Нужно купить кукольный домик.
* * *
Со спокойствием, которое кажется вечным, но, как правило, оказывается до странности временным, инспектор входит в сумрачно-веселенький трехэтажный торговый центр, первый этаж которого увешан патриотичными флажками. Он расположен всего в пяти минутах ходьбы от ее дома. По выходным она проходит мимо и люто ненавидит витрины: вязаные свитера и ярко-красные сумочки, игривые брелоки с полуодетыми девушками за рулем автобуса. Однажды, когда был нужен именно такой пошлый, строго лондонский подарок для коллеги из Манчестера, Нейт заставила себя войти — и вынесла шоколадные конфеты с изображением Тауэрского моста в пластиковом лотке — и тогда увидела, что на верхнем этаже предлагают чуть более качественные подарки-извинения для обиженных жен и забытых детей. Она пробирается между открытками с физиономией Дика Ван Дайка и серебряными ножами для писем. Девушка в фирменной футболке призывно машет ей рукой и заученно улыбается, а потом запускает пенопластовый самолетик крутиться у себя над головой.
— Два по цене одного! — радостно сообщает девушка, когда Нейт проходит мимо.
Поднявшись по лестнице и проследовав по цветным стрелкам на полу, она оказывается в игрушечном отделе и рассматривает ассортимент. Фиолетовый пластик, розовый пластик и пурпурный пластик соревнуются за высокое звание самого омерзительного цвета, а с полок сверкают преувеличенно огромными глазами куклы. Нейт сразу отбрасывает все домики, которые слишком малы либо не дают полного доступа к внутренней части. Также не подходят современные — со встроенными камерами и подключением к сети. Наконец она подзывает изможденного консультанта и выдает ему список требований к домику, который тот исправно обрабатывает и предлагает ей на выбор два варианта. Простой белый деревянный домик, который бы она с радостью кому-то подарила, если бы у нее были знакомые дети, к сожалению, ровно вдвое дороже чудовищного «Fashion TV Studio Plus!», который тоже может служить столиком для макияжа и время от времени высказывается с грассирующим псевдоитальянским акцентом о том, как важно всегда выглядеть восхитительно.
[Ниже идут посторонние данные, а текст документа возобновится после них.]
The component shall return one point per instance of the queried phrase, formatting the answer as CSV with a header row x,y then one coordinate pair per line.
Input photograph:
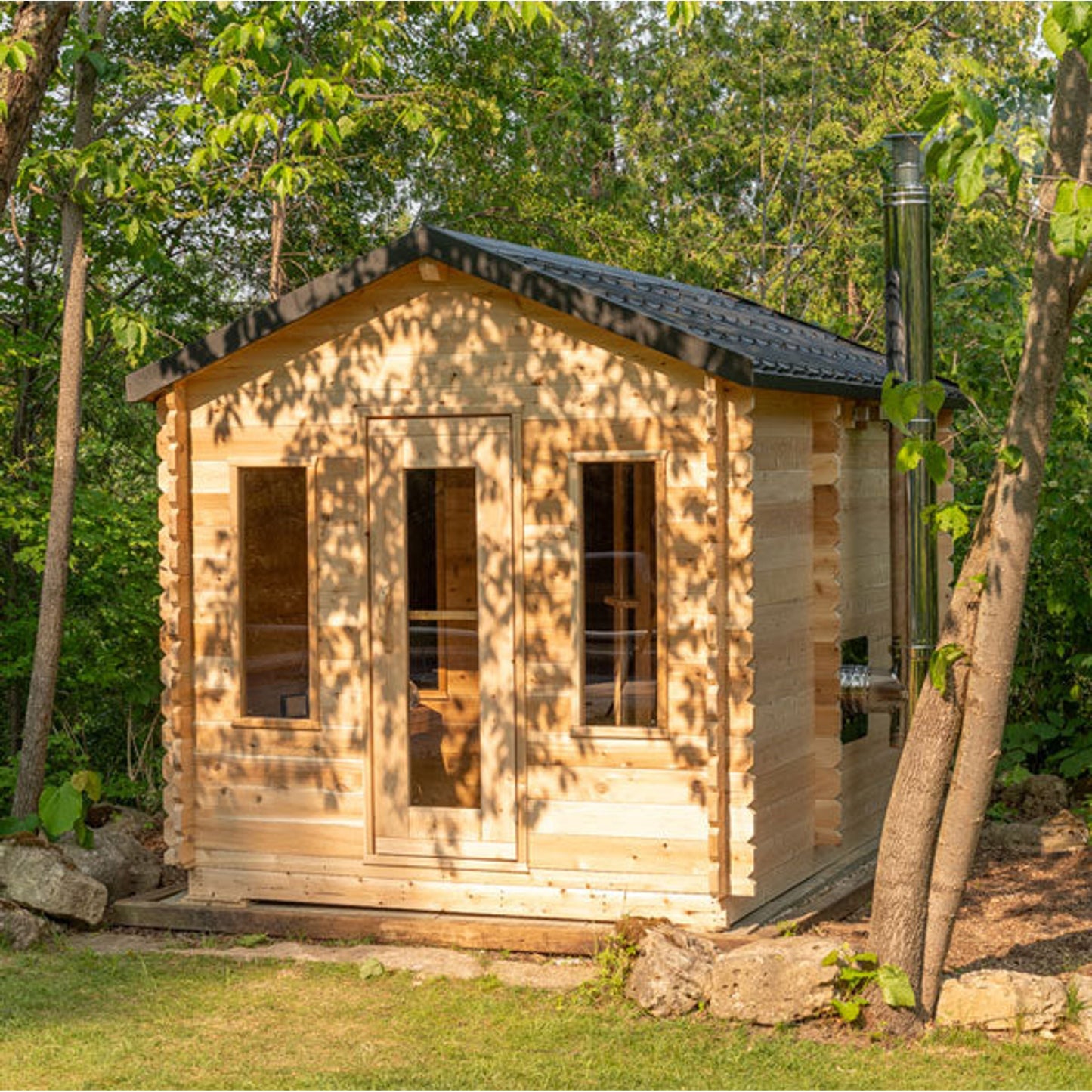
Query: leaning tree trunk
x,y
1031,415
47,648
41,25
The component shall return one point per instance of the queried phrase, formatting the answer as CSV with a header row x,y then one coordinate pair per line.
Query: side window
x,y
275,601
854,679
618,601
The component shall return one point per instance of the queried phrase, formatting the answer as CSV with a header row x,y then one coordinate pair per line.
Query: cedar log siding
x,y
606,826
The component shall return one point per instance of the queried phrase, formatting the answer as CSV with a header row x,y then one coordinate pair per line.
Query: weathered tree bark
x,y
43,26
47,648
1047,340
279,222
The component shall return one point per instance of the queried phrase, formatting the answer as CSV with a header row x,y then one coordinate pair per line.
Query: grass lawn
x,y
76,1020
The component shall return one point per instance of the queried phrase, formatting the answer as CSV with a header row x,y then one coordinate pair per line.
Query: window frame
x,y
577,461
242,719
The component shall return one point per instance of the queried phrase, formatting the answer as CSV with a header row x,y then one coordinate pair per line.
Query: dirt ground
x,y
1022,913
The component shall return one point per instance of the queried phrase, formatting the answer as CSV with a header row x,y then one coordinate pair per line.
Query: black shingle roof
x,y
719,333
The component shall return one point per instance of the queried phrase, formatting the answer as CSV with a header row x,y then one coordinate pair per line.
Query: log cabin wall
x,y
610,822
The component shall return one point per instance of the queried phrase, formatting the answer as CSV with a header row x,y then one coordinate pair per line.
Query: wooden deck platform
x,y
173,908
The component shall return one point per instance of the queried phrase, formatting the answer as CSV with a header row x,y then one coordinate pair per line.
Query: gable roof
x,y
716,331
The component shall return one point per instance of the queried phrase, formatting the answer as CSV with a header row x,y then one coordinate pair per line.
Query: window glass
x,y
620,592
444,691
275,621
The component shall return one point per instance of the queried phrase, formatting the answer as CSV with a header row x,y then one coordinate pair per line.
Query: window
x,y
617,596
275,583
854,680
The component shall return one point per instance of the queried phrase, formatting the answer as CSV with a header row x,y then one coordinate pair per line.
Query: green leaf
x,y
936,462
895,985
59,807
951,519
1056,39
910,454
90,782
971,175
940,662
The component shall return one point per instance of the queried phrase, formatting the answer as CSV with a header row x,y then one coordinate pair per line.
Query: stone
x,y
1064,832
1060,834
773,982
1001,1001
19,927
673,972
39,877
1038,797
116,859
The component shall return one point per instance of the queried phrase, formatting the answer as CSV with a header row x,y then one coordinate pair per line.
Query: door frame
x,y
509,854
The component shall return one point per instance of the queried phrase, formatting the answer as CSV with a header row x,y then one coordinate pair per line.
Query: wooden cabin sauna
x,y
500,582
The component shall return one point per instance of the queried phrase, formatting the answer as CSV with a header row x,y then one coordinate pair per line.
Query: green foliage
x,y
856,973
61,809
942,662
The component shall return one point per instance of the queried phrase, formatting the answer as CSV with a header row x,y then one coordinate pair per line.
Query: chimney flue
x,y
910,355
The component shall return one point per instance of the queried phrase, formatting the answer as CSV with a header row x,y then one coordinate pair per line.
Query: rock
x,y
1001,1001
1038,797
1011,838
19,927
39,876
1060,834
673,972
1064,832
116,859
773,982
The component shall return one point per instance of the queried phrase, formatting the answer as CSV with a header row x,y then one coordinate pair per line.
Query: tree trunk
x,y
1047,341
47,648
43,26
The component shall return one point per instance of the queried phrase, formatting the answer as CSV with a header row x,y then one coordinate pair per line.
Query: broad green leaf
x,y
951,519
59,807
940,662
910,456
895,985
90,782
971,175
936,461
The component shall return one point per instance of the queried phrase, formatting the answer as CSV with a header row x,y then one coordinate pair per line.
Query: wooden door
x,y
442,637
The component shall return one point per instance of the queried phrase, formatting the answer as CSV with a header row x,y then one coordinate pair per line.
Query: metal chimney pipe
x,y
910,355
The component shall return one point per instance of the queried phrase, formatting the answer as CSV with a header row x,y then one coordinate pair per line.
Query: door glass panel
x,y
620,593
442,692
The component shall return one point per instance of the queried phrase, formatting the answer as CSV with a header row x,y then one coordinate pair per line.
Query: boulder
x,y
1038,797
1060,834
116,859
773,982
1064,832
1001,1001
39,876
19,927
672,973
— Я его возьму, — говорит Нейт и еще покупает светлую бумагу, коробку мягких карандашей и стальной планшетик с рельефным изображением головы Оливера Кромвеля на пике.
Консультант очень хочет ей продать вместо него люситовый, но по шкале твердости Мооса акриловое стекло получает не больше четырех, а сталь — от пяти до шести, на что инспектор вынуждена согласиться, пожалев, что их не делают из карбида вольфрама.
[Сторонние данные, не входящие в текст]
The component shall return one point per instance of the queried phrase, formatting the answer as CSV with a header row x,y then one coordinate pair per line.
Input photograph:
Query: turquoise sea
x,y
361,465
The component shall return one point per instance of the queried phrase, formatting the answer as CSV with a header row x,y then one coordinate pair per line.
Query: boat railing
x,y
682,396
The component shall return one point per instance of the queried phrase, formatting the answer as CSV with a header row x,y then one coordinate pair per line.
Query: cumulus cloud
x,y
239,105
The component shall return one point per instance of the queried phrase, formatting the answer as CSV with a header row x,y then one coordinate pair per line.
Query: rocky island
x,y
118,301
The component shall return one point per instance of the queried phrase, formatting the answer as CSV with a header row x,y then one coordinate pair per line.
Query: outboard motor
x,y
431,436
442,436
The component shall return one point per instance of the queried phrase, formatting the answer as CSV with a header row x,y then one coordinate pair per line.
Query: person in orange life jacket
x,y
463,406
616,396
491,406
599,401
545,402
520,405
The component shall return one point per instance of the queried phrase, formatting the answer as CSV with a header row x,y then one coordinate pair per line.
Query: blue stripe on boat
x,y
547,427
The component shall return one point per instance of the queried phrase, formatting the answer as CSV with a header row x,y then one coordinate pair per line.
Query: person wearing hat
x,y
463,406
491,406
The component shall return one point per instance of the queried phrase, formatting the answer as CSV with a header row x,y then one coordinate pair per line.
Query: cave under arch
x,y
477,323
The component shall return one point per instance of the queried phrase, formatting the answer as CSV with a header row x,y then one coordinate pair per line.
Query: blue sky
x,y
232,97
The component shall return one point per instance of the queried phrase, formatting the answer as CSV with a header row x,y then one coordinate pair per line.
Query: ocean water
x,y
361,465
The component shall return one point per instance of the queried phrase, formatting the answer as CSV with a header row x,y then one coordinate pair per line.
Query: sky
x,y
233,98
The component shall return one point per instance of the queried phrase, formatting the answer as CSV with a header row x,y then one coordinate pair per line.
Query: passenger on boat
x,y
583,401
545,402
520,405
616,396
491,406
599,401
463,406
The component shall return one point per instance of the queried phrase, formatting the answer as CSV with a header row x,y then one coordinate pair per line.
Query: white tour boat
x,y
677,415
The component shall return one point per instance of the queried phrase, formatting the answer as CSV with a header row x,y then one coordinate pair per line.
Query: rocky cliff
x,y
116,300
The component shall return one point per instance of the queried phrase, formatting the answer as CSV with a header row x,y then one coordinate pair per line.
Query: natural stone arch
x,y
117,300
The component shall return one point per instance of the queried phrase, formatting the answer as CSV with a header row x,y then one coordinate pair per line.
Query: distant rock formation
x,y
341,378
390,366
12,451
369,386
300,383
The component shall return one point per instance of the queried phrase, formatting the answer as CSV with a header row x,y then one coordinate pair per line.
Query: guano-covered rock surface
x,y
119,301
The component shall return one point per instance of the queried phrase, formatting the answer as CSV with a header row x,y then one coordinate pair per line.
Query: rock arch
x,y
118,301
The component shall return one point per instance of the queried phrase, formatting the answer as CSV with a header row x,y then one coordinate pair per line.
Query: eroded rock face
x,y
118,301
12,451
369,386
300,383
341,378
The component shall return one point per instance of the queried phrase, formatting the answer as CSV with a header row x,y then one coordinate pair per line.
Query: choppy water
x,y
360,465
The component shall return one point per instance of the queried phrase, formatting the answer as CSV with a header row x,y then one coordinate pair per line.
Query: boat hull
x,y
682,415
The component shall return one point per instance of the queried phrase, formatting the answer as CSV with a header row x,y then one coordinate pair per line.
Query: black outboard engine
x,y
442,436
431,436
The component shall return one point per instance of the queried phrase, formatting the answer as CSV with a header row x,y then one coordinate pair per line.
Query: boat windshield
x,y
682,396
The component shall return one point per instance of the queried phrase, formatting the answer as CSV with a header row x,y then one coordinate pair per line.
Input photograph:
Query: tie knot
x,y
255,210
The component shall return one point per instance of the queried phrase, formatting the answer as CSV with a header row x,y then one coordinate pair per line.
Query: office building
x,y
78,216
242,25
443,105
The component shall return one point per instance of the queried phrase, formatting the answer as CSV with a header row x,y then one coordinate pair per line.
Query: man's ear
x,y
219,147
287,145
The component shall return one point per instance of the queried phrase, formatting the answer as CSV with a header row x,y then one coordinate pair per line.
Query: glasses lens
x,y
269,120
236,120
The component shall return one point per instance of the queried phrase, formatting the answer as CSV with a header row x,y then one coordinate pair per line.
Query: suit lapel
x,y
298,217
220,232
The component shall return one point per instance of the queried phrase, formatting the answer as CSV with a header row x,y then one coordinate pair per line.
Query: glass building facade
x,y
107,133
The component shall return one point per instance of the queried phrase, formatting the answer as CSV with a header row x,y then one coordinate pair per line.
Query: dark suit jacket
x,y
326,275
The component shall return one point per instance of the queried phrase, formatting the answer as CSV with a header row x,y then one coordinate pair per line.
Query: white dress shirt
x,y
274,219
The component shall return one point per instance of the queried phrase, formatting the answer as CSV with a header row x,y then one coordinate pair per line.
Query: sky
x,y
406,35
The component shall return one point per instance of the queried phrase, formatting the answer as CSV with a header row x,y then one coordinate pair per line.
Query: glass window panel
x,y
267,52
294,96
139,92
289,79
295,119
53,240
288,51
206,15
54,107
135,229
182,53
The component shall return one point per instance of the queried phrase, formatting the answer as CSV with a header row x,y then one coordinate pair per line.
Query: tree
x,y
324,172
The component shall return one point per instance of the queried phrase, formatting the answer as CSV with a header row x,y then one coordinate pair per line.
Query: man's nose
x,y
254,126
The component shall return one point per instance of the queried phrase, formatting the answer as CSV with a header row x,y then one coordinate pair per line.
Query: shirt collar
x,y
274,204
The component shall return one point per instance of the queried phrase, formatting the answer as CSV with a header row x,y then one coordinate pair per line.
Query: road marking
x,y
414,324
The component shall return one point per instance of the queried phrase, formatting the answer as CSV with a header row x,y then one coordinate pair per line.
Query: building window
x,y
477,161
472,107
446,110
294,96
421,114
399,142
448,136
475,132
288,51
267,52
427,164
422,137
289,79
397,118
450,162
Она находит безлюдное кафе и покупает комплексный ланч в пластиковой коробке-бенто, он и на вкус кажется почти пластиковым. Не важно; это топливо, а она умирает от голода. Как жаль, что так получилось с Джонатаном Джонсом и его ньокки.
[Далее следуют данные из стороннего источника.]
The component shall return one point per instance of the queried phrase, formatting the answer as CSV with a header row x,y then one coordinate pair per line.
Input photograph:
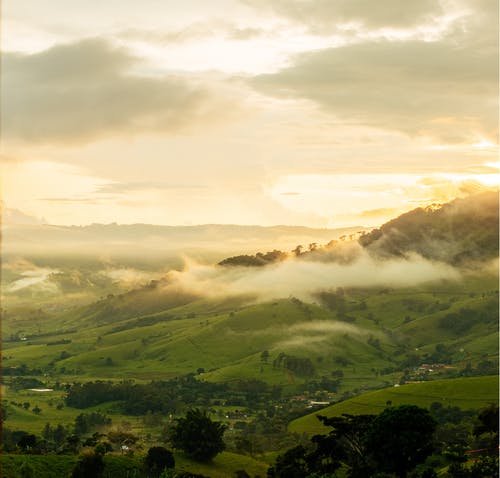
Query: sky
x,y
323,113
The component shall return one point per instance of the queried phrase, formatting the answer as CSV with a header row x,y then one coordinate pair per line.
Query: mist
x,y
303,278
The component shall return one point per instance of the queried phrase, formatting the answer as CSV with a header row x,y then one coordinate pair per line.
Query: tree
x,y
198,435
90,465
157,460
400,438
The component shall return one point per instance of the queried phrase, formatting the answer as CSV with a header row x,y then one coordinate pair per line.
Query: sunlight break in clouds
x,y
259,104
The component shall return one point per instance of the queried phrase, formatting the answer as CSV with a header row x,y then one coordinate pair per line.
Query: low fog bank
x,y
304,278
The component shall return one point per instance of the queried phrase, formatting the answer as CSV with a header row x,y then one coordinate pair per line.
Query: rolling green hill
x,y
465,393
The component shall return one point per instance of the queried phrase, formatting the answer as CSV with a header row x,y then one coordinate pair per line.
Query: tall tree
x,y
198,435
400,438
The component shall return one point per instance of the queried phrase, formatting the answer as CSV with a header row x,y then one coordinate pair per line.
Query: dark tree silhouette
x,y
157,459
90,465
400,438
198,435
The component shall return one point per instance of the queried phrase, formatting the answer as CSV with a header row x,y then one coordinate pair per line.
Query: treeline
x,y
399,442
170,396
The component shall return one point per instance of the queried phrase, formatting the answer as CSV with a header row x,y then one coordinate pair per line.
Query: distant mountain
x,y
458,232
144,244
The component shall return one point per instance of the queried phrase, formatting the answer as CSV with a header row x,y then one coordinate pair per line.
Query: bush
x,y
198,435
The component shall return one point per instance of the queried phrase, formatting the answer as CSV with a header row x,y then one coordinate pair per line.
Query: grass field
x,y
466,393
224,465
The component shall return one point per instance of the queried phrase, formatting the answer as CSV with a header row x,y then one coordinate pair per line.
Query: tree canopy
x,y
198,435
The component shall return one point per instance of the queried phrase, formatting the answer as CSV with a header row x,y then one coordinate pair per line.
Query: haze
x,y
246,111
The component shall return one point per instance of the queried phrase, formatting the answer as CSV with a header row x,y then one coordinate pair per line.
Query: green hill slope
x,y
465,393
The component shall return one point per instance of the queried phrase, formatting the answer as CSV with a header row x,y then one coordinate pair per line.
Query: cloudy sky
x,y
313,112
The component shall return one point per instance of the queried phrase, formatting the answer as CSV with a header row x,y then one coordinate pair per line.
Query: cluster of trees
x,y
137,399
400,441
258,260
170,396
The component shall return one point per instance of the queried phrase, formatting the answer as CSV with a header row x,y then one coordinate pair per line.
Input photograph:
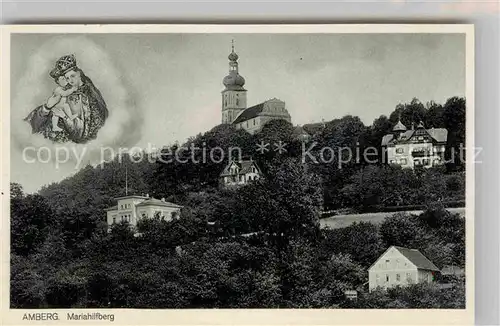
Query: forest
x,y
258,246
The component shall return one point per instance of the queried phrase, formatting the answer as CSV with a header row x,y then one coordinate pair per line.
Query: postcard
x,y
237,174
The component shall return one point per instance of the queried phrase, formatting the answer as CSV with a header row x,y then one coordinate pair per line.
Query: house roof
x,y
299,131
113,208
157,202
440,135
244,166
250,113
399,126
313,128
414,256
417,258
131,196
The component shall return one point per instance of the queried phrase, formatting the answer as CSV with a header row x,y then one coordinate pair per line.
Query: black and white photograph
x,y
239,170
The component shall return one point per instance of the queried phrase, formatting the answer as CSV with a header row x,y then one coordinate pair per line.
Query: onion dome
x,y
233,81
233,56
399,126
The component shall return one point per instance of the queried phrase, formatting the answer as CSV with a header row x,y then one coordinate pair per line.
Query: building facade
x,y
131,209
400,266
239,173
234,103
417,147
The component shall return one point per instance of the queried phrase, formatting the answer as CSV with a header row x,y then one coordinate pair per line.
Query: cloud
x,y
124,124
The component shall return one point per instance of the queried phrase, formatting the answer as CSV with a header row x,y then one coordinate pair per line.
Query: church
x,y
234,103
417,147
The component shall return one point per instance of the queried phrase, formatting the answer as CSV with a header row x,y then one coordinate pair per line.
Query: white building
x,y
133,208
400,266
240,173
234,103
417,147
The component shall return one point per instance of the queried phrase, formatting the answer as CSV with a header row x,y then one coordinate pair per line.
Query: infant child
x,y
60,108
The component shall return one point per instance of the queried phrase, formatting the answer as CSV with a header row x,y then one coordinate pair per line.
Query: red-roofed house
x,y
240,173
415,147
133,208
400,266
234,103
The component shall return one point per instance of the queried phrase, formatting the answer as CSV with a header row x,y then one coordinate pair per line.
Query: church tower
x,y
234,96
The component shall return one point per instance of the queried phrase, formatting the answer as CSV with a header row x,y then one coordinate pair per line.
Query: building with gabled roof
x,y
133,208
239,173
400,266
417,147
234,103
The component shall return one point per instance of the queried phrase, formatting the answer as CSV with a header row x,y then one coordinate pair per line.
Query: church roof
x,y
157,202
250,113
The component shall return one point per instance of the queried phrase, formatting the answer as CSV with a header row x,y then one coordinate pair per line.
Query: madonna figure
x,y
76,109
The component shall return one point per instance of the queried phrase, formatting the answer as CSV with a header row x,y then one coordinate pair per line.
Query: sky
x,y
162,88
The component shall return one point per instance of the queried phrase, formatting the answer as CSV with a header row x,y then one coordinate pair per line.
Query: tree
x,y
400,229
31,218
16,191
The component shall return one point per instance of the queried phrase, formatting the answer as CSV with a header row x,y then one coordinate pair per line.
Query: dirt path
x,y
341,221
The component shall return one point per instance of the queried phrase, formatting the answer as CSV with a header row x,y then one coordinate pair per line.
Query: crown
x,y
66,63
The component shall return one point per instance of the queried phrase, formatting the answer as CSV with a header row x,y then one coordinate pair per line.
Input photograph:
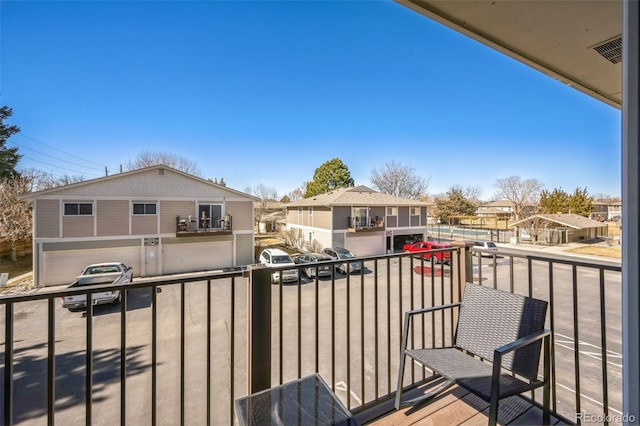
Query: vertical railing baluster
x,y
362,332
333,328
422,317
208,327
375,330
123,356
232,345
400,311
182,350
603,343
576,340
552,316
89,362
317,322
280,333
348,320
389,324
299,324
511,274
154,352
411,307
8,364
51,361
На то, чтобы собрать кукольный домик, у Нейт уходит больше времени, чем она ожидала, и задача оказалась не проще, а сложнее из-за того, что ей не нужны внутренние этажи и перегородки. Почти в самом конце ей приходится вернуться к началу, чтобы вытащить коробочку с динамиком и незаметно раздавить ее ногой, чтобы заткнулась. Тем не менее примерно через полчаса Нейт оказывается счастливой обладательницей настольной телестудии, состоящей из двух боковых стен и зеркала (зеленого экрана) в глубине, обрамленного матовыми лампочками так, как, по утверждению рекламной брошюрки, «принято в лучших модных салонах». Нейт прикидывает углы обзора в кафе, добавляет половину крыши (с маленьким прожектором, который освещает сцену внизу) и укладывает на место, где должна быть сцена, стальной планшет. Она затачивает карандаши и берет несколько пустых бланков, а потом замирает, осознав, что, по сути, выстроила крошечную копию дома Дианы Хантер для собственных целей: создала пространство, куда Свидетель — ни одним из тысяч своих глаз — не сможет заглянуть. Она сразу испытывает стыд, чувствует себя грязной. Хочется немедленно попросить прощения у машины. Нейт задумывается, какой тег присвоил бы этому действию Свидетель. Необычная вежливость? Или нечто другое, что привлекло бы внимание Пиппы Кин? Либо и то и другое?
Она спрашивает Свидетеля, сколько раз граждане просматривали ее лог с начала расследования. Слишком много. Сколько из них в городе? Опять. Сколько изнутри структуры Свидетеля и связанных с ним организаций? Единицы — среди прочих: Смит. Ей хочется запросить глубинный анализ, который использовал бы Смита как центральную точку, но нельзя ни полагаться на результат, ни надеяться на халатность тех, кого может выявить такой запрос. Нужно исходить из того, что любой подобный прямой запрос будет обнаружен.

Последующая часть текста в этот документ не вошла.